Wednesday, January 27, 2016

you can tell me when it's over if the high was worth the pain

I somehow managed to forget until just now that I was rear-ended earlier today, so either the crash was minor, or this evening's wine-and-book trick did its job. It's probably a combination of both - the rear-ending happened on Van Ness, when I was stopped at a light, and the guy just kind of tapped me. The damage looked worse for him than it did for me - his car is lower than mine, so he slid up under the spare tire on my rear door and scraped his hood, while I just ended up with some scratches. So we exchanged information and were done in less than ten minutes, and I kind of doubt I'll do anything about it, but I need to wash it tomorrow and see if the damage is more noticeable when the post-Tahoe grime is gone.

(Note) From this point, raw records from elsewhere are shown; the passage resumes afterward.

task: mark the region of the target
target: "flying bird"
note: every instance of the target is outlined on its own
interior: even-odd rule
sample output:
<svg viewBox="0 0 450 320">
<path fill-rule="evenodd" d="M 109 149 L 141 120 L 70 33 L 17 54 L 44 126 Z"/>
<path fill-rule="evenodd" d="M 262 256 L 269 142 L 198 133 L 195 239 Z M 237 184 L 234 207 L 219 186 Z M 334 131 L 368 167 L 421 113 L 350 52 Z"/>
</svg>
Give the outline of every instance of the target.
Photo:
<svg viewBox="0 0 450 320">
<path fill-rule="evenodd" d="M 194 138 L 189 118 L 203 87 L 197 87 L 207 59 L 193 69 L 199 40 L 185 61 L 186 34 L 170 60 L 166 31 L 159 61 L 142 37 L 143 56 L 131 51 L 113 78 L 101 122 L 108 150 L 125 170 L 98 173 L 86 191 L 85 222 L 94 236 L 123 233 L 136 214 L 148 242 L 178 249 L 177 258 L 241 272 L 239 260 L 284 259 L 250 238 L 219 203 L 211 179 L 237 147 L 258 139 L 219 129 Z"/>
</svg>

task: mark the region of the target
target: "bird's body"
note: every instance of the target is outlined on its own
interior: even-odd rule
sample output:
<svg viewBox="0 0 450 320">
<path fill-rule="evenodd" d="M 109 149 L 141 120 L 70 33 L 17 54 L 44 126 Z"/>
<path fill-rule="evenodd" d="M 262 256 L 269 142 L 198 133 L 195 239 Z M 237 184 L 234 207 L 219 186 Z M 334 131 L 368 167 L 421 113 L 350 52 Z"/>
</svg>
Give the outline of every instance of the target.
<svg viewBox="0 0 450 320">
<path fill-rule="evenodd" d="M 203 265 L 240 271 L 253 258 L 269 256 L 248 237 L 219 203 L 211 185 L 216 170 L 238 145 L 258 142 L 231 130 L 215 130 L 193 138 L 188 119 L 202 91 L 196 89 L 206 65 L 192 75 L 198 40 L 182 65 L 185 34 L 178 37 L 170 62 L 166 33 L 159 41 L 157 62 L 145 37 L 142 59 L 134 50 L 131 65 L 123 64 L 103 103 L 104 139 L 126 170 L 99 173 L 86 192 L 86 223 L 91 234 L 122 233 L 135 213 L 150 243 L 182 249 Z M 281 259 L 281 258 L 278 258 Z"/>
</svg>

So, that kind of shook me up despite it being minor, and it gave a weird tinge to my afternoon since I kept feeling the crash after (this is, apparently, a thing, since I had the same aftershocks when I was hit in October - I'm not liking the driving at the moment, since I'd gone 17+ years without any accidents and have had two in three months). But before the crash, I'd had a good morning - I got a lot of business-related stuff done, including prepping 1099s to send to the vendors who I paid more than $600 to last year, so that was all excellent.

I also spent some quality time prepping for my Hawaii conference - I leave in nine days, and while I'm mostly excited at the moment about sun and sea and mai tais and friends, I also need to remember that there is quite a bit of work to accomplish there, and that I need to prep for it. So I put the schedule into my calendar and my planner, and noted the 1:1 meetings that I need to prep for (I have eight appointments with the various retailers and book services who will be there, and while they are varying degrees of importance, they're all ultimately important and I don't want to look like an idiot despite not having put out a book in over a year). And now that I'm a little more organized, I'm not too worried about getting prepared, but I need to do some more work in the next week before I feel solid about it.

Then I made myself an excellent omelette, and then I showered and ran out the door for my writing date in San Mateo (to which I was ten minutes late, because see above). Anne was there, but Barbara wasn't yet, and so Anne and I talked until Barbara arrived, and then the three of us talked, so I basically wasted the first forty-five minutes (and by 'wasted' I mean 'enjoyed myself'). But then I wrote a surprising new scene for Rafe and Thorington (they are brothers, after all, and at the same party, so they should interact), and I'm loving what I have so far - like, actually loving it, in a way I haven't loved anything I've written in so long. So, yay.

But while I should have kept going with it, I was more concerned about beating traffic home, so I left at 4:15ish. Traffic was still brutal, but I didn't get rear-ended even though the girl behind me on the last critical mile into the city was taking selfies the entire time, so I feel #blessed. When I got home, I debated being good and cooking - but I was feeling slightly fragile, so I ordered a pizza, worked until it arrived, and then opened a bottle of wine and read 'The Baby-Sitters Club: The Summer Before'. Jen Lui loaned it to me a couple of months ago, and since I'm seeing her tomorrow night, it seemed like tonight was the right time to read it. It's a prequel to the BSC series, and while it's perhaps a little bit below my reading level, it was still fun to read.

I was thinking after that I don't really remember how I felt when I was turning twelve, as the girls were in this book....but then I realized that that was the summer that we moved to Ukraine, which is, by definition, so fucking weird compared to the usual twelve-year-old experience. So I do remember having crushes on older boys, but my crush went on to be in the Ukrainian parliament. And I remember fighting with my parents about what to wear (I had a real thing for wearing a long turtleneck belted over leggings, which at the time seemed weird, and now is exactly what I would wear again, although maybe a regular sweater instead of a turtleneck). But there no other kids around, except for [censored], and nowhere to go, and anyway, I was kind of glad to be trapped in an apartment eating radioactive homemade bread and homeschooling myself for a year rather than dealing with the assholes in seventh grade. So it all worked out, I guess.

And now, I think I shall sleep - I'm liking my strategy of doing business stuff in the morning and writing in the afternoons, and I want to continue that trend tomorrow, but that means getting some sleep (and hoping the rear-ending didn't cause any whiplash). Goodnight!